Yale researchers study potential treatment for depression in patients with Parkinson’s disease – NBC Connecticut

Yale researchers are studying a potential treatment for depression in patients with Parkinson’s disease: ketamine. They are looking for people in Connecticut to help and get involved in a newly launched clinical trial.

Nearly one million people in the United States live with Parkinson’s disease, according to the Parkinson’s Foundation.

Dr.

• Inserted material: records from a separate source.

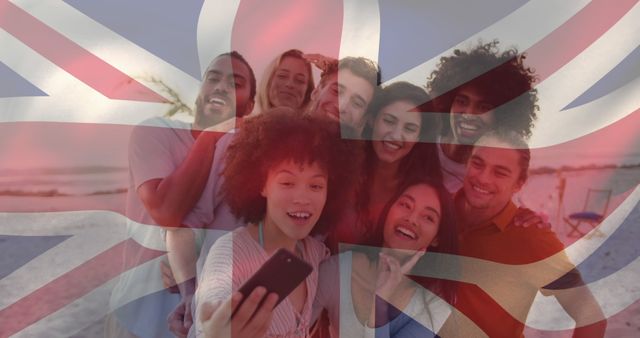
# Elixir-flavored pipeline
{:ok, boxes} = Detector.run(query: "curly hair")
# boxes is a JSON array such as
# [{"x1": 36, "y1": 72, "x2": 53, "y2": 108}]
[
  {"x1": 222, "y1": 108, "x2": 362, "y2": 234},
  {"x1": 427, "y1": 40, "x2": 539, "y2": 138},
  {"x1": 363, "y1": 177, "x2": 458, "y2": 304},
  {"x1": 258, "y1": 49, "x2": 315, "y2": 113},
  {"x1": 357, "y1": 82, "x2": 442, "y2": 223}
]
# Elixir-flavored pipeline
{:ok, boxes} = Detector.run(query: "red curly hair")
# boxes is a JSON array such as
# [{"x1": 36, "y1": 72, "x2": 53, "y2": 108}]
[{"x1": 222, "y1": 108, "x2": 363, "y2": 234}]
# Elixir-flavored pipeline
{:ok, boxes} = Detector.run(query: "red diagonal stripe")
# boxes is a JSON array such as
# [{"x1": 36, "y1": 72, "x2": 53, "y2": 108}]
[
  {"x1": 0, "y1": 239, "x2": 164, "y2": 337},
  {"x1": 0, "y1": 0, "x2": 166, "y2": 102},
  {"x1": 424, "y1": 0, "x2": 639, "y2": 112},
  {"x1": 526, "y1": 0, "x2": 638, "y2": 82}
]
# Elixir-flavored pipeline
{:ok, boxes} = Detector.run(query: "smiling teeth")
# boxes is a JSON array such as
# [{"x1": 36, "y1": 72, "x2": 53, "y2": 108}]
[
  {"x1": 383, "y1": 141, "x2": 400, "y2": 150},
  {"x1": 460, "y1": 122, "x2": 479, "y2": 131},
  {"x1": 473, "y1": 185, "x2": 490, "y2": 194},
  {"x1": 396, "y1": 227, "x2": 416, "y2": 239},
  {"x1": 209, "y1": 97, "x2": 227, "y2": 105},
  {"x1": 287, "y1": 212, "x2": 311, "y2": 218}
]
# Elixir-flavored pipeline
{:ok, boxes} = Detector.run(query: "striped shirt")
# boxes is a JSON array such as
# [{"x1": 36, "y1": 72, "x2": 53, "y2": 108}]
[{"x1": 195, "y1": 227, "x2": 328, "y2": 337}]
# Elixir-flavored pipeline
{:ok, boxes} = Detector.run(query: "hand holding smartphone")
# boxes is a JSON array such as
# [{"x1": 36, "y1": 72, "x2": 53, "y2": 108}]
[{"x1": 232, "y1": 249, "x2": 313, "y2": 317}]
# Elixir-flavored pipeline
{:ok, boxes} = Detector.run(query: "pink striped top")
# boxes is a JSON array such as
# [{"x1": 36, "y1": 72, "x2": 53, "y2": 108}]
[{"x1": 195, "y1": 227, "x2": 329, "y2": 337}]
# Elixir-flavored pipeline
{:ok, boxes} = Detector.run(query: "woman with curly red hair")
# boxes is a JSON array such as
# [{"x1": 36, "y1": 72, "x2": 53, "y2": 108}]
[{"x1": 196, "y1": 109, "x2": 360, "y2": 337}]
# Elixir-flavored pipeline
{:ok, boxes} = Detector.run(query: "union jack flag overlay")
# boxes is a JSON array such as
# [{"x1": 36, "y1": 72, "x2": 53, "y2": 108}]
[{"x1": 0, "y1": 0, "x2": 640, "y2": 337}]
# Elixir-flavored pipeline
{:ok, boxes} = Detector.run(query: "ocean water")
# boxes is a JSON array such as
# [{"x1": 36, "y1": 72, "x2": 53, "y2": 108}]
[{"x1": 0, "y1": 167, "x2": 128, "y2": 196}]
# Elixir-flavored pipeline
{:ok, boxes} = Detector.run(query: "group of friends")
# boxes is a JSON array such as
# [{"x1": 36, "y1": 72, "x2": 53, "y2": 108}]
[{"x1": 106, "y1": 41, "x2": 606, "y2": 338}]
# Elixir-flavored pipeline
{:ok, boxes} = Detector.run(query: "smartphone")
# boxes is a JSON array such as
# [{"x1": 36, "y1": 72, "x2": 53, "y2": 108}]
[{"x1": 231, "y1": 249, "x2": 313, "y2": 317}]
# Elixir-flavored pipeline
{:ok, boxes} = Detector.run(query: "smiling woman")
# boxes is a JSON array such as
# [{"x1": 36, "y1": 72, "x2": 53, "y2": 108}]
[
  {"x1": 196, "y1": 108, "x2": 361, "y2": 337},
  {"x1": 329, "y1": 82, "x2": 442, "y2": 251},
  {"x1": 314, "y1": 179, "x2": 457, "y2": 338},
  {"x1": 258, "y1": 49, "x2": 315, "y2": 112}
]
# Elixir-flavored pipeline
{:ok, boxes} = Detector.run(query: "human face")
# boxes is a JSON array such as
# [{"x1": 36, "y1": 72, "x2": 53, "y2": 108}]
[
  {"x1": 311, "y1": 68, "x2": 374, "y2": 134},
  {"x1": 262, "y1": 161, "x2": 327, "y2": 240},
  {"x1": 269, "y1": 57, "x2": 310, "y2": 109},
  {"x1": 463, "y1": 141, "x2": 524, "y2": 217},
  {"x1": 373, "y1": 100, "x2": 422, "y2": 163},
  {"x1": 384, "y1": 184, "x2": 442, "y2": 251},
  {"x1": 449, "y1": 87, "x2": 495, "y2": 145},
  {"x1": 194, "y1": 56, "x2": 254, "y2": 129}
]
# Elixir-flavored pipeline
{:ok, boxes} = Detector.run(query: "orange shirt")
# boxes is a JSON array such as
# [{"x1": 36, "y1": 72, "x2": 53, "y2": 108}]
[{"x1": 456, "y1": 192, "x2": 573, "y2": 337}]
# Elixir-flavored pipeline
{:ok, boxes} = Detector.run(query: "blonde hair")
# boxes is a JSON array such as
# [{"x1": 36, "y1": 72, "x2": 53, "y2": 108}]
[{"x1": 258, "y1": 49, "x2": 315, "y2": 113}]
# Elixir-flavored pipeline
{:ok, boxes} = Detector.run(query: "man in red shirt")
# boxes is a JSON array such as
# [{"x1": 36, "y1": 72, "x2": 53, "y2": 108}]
[{"x1": 455, "y1": 132, "x2": 606, "y2": 337}]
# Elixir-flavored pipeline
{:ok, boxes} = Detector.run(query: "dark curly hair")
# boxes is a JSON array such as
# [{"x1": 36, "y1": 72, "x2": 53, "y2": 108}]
[
  {"x1": 357, "y1": 82, "x2": 442, "y2": 230},
  {"x1": 222, "y1": 108, "x2": 362, "y2": 234},
  {"x1": 363, "y1": 177, "x2": 459, "y2": 304},
  {"x1": 427, "y1": 40, "x2": 539, "y2": 138}
]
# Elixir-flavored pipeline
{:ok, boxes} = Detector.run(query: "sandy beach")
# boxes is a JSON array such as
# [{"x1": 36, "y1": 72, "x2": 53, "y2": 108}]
[{"x1": 0, "y1": 168, "x2": 640, "y2": 337}]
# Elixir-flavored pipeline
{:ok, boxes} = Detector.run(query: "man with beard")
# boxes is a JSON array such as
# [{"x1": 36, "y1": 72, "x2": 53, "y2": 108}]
[
  {"x1": 427, "y1": 41, "x2": 538, "y2": 193},
  {"x1": 305, "y1": 54, "x2": 380, "y2": 138},
  {"x1": 106, "y1": 52, "x2": 256, "y2": 337},
  {"x1": 444, "y1": 131, "x2": 606, "y2": 337}
]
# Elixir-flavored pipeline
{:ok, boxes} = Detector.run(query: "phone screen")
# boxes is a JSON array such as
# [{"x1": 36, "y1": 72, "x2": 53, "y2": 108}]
[{"x1": 232, "y1": 249, "x2": 313, "y2": 316}]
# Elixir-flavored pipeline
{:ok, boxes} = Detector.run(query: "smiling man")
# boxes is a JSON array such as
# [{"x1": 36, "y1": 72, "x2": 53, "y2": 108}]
[
  {"x1": 307, "y1": 55, "x2": 380, "y2": 138},
  {"x1": 427, "y1": 41, "x2": 538, "y2": 192},
  {"x1": 107, "y1": 52, "x2": 256, "y2": 337},
  {"x1": 455, "y1": 132, "x2": 606, "y2": 337}
]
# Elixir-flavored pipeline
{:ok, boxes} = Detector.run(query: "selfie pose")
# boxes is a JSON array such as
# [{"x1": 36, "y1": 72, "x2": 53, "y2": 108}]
[
  {"x1": 314, "y1": 180, "x2": 456, "y2": 338},
  {"x1": 194, "y1": 109, "x2": 360, "y2": 337},
  {"x1": 328, "y1": 82, "x2": 442, "y2": 252}
]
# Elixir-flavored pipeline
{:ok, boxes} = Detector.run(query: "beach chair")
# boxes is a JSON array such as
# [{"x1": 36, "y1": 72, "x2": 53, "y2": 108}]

Sophie Holmes, assistant professor in the Department of Psychiatry at Yale University, knows one.

“My father was diagnosed with Parkinson’s disease about six years ago,” Holmes said.

The neurodegenerative disorder causes motor issues, like tremors and balance problems, but a lesser-known symptom is depression, something her father dealt with early on.

“He’s noticed mood symptoms before,” Holmes said.

It’s one of the reasons she’s passionate about new research coming out of the Yale School of Medicine.

“I thought I could use my expertise to help with a very important but understudied and untreated symptom of Parkinson’s disease,” she said.

Because standard antidepressants are often less effective in patients with Parkinson’s disease, Yale researchers are studying an anesthetic drug called ketamine.

“Our first hope is to show that we can really benefit people with Parkinson’s disease and improve their mood by relieving some of the burden they feel with depression and anxiety,” said Dr. Gerard Sanacora, director of the Yale Depression Research Program. , noted.

Laboratory tests over the past two decades show that ketamine is as effective as an antidepressant.

Now researchers are working to translate these results to people with a clinical study. It was launched in November 2021 and will run until August 2024.

“We greatly appreciate people who want to participate in a study like this because it is so important to the field,” Sanacora said.

Scientists are looking for people with Parkinson’s disease or depression to get involved. Participants will receive ketamine or a placebo twice a week for three weeks.

“Before we assess their symptoms of depression, as well as their symptoms of Parkinson’s disease, and then after, we’ll do the same and see if ketamine helps reduce depression,” Holmes said.

They also use imaging to measure the functioning of ketamine in the brain.

Beyond reducing depression, the researchers believe the drug may also halt or even reverse the neurodegenerative process caused by Parkinson’s disease.

“We’re actually hoping to have larger effects on disease progression,” Sanacora said. “It’s very, very early, we have to watch it carefully, but it’s part of the hope of the study.”